Будь осторожна, любимая, находясь в тех краях. Черная Земля не только прекрасна, но и беспощадна, так что зря не рискуй. То, что я испытываю при мысли, о безвременной гибели бедной малышки, явится пустяком в сравнении с мукой, какая меня истерзает, если с тобой случится беда. А беды в Египте подстерегают на каждом шагу, можешь не сомневаться. Наверное, оттого, что я так тоскую по тебе, мне хочется оградить тебя от всевозможных напастей. А может, все дело в моей уверенности, что наше с тобой чувство можно обрести лишь единожды, да и то, если очень повезет и хватит смелости принять этот дар.

Теперь ты решила отправиться в Фивы. Позволь мне оказывать тебе хоть какую-то помощь. Сделай это ради моего удовольствия, если не ради собственной безопасности. Мю слово, я не стану вмешиваться в твои исследования, не стану чинить тебе препятствия в получении тех знаний, к которым ты так стремишься, и ничем не скомпрометирую твое положение в экспедиции. Я знаю, как высоко ты ценишь науку. Это не может не вызвать во мне восхищение, но равно и беспокойство. Ты, незамужняя женщина, одна, в мусульманской стране, работаешь с экспедицией среди мужчин. Твое богатство и положение в обществе не смогут тебя защитить, так как в краях, куда ты собралась, они не имеют веса.

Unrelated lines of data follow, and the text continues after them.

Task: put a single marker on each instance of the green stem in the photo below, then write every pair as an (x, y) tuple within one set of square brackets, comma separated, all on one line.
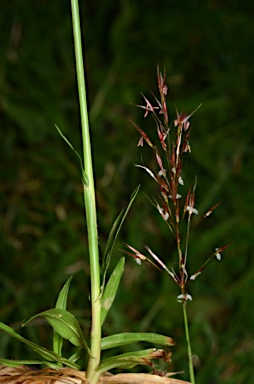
[(186, 326), (90, 205)]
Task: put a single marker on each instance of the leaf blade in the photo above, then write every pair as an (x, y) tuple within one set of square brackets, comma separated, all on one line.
[(121, 339), (50, 356), (114, 234), (61, 303), (64, 323)]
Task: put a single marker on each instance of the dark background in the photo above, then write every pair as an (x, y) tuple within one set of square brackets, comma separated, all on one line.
[(206, 48)]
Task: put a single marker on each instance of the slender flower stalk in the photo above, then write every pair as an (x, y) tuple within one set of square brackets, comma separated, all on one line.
[(90, 205)]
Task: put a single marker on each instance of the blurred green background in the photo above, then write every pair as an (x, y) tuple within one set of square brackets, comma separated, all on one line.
[(206, 48)]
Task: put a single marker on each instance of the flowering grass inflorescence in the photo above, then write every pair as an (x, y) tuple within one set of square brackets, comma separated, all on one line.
[(175, 210)]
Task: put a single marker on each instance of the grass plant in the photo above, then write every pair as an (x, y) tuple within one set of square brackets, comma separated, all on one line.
[(103, 289), (177, 213)]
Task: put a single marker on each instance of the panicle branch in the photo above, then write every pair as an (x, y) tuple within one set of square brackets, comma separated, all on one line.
[(173, 145)]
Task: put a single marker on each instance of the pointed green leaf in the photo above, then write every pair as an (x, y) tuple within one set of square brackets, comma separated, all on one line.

Одних этих соображений достаточно для волнений, однако с мыслью о нашей природе моя тревога становится непреходящей. Не хочу понапрасну тебя смущать, но, умоляю, будь осторожна. Я восхищаюсь твоей смелостью и очень страшусь, как бы она не завела тебя слишком уж далеко.

Пиши мне почаще, Мадлен, и будь уверена, что ты живешь в моих мыслях точно так, как твоя кровь, твоя жизнь течет в моих жилах.